To find the currents in the three branches, we can apply Kirchhoff's laws. Let's call the current flowing from A to the junction above the 2 ohm resistor as I1, the current flowing from the junction above the 2 ohm resistor to the junction below the 5 ohm resistor as I2, and the current flowing downward as I3.

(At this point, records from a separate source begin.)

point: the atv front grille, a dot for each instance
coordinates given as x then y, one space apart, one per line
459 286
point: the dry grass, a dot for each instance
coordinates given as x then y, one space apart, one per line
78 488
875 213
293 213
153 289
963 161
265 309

1) Applying Kirchhoff's current law at the junction above the 2 ohm resistor:
I1 = I2 + I3
2) Applying Kirchhoff's voltage law in the loop above the resistors and battery symbols:
-12V + (2Ω)I1 + (2Ω)(I1 - I2) = 0
Simplifying the equation above:
4I1 - 2I2 = 12 ... (Equation 1)
3) Applying Kirchhoff's voltage law in the loop right to left through the resistors, batteries, and the junction:
-12V - 7V + (2Ω)I1 + (5Ω)(I2 - I3) + 13V = 0
Simplifying the equation above:
2I1 - 5I2 + 5I3 = 6 ... (Equation 2)
4) Applying Kirchhoff's voltage law in the loop downward through the resistors and the junction:
-13V + (3Ω)I3 + (2Ω)(I2 - I3) = 0
Simplifying the equation above:
-2I2 + 5I3 = 13 ... (Equation 3)
Now we have a system of three equations (Equations 1, 2, and 3) with three unknowns (I1, I2, and I3). Solving this system of equations will give us the currents in the three branches.
To find the change in potential V_A - V_B, we need to calculate the potential difference between points A and B.
5) From Equation 1, we can solve for I1:
I1 = (2I2 + 12) / 4
6) Substitute the value of I1 from Equation 5 into Equations 2 and 3 to eliminate I1:
(2(2I2 + 12) / 4) - 5I2 + 5I3 = 6
-2I2 + 5I3 = -(I2 + 7) ... (Equation 4)
7) Substitute the value of I1 from Equation 5 into Equation 3 to eliminate I1:
-2I2 + 5I3 = 13 - (2I2 + 12) / 4
-8I2 + 20I3 = 40 - 2I2 - 12
6I2 + 20I3 = 28 ... (Equation 5)
Now, we have Equation 4 and Equation 5, which is a system of two equations with two unknowns (I2 and I3). Solving this system will give us the values of I2 and I3.
8) Solve the system of Equation 4 and Equation 5.
Once we have obtained the values of I1, I2, and I3, we can find the change in potential V_A - V_B by calculating the potential difference between points A and B, where V_A represents the voltage at point A and V_B represents the voltage at point B.